In the real world a pilot has only one life to lose, and a lead would have aborted this mission based on highly unfavorable odds. It's a little different in a sim. To take out a vital target may be worth an aircraft or two.
Again, it's impossible to ignore the huge role luck plays in battle, as true in real war as it is in this sim. We were plagued in this mission with nearly as many attacks as the prior missions, yet this time around it played out just right. I can't say I did a wonderful job directing my package, but the nature of the AI dictates that I give my element directions, not merely order them to unloose their weapons.

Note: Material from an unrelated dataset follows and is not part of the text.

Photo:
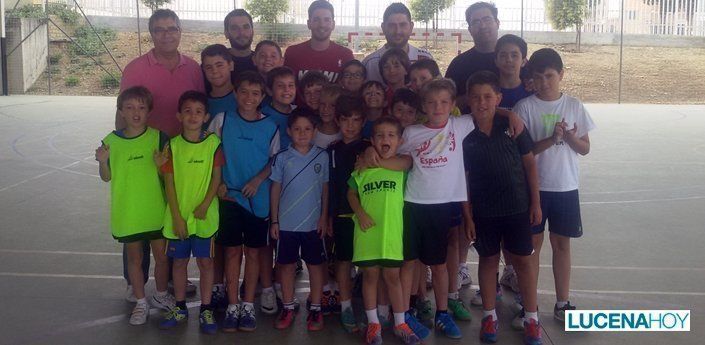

After designating, I sent them off to do their job while I did mine. All elements accomplished their tasks with flying colors. Maybe a year from now I'll understand how the AI plays this game. Perhaps it does such a good job producing random circumstances that it really does create the fog and luck of war. Yes, good planning played a big role in this mission, but so did good flying.
Understanding the Enemy
There is no mystery about why veterans are so rude to "greenies." Experience equates to survival. Our success is relative to the amount of effort we make in understanding how the enemy operates. In all strategy games, it's you against the AI.
Learning how the AI works is the same thing as analyzing the enemy in a real war. Our real enemy here is a computer program and our job is to defeat it. You shouldn't let this reality affect your believability quotient. It is no different in real war in which great efforts are made to understand how the enemy thinks, his tactics, and how he employs his assets.
Why my package flew so well still remains something of a mystery. Is it keyed to how well I fly? Or does the AI randomly have them perform differently on every mission? Did the downing of the EW radar give us the edge in that battle on egress? Under attack, of course, the radar would shut down. Did the inability of radar operators to vector interceptors on us play a role? No doubt it did.
It is also clear that how well a lead manages his flight plays an enormous role. If a lead can find time to designate targets for each of his wings, success will increase proportionately.
Know your weapons and their limits. Choosing the right weapon for the job can make a huge difference. The ability to launch five Mavericks quickly at individual targets was critical. Note that the Mav's did the job because the field of fire was completely open. Cluster bombs could have done the job, but bombing while we are under attack poses the risk of failure. In such a case, stand off weapons are the right choice.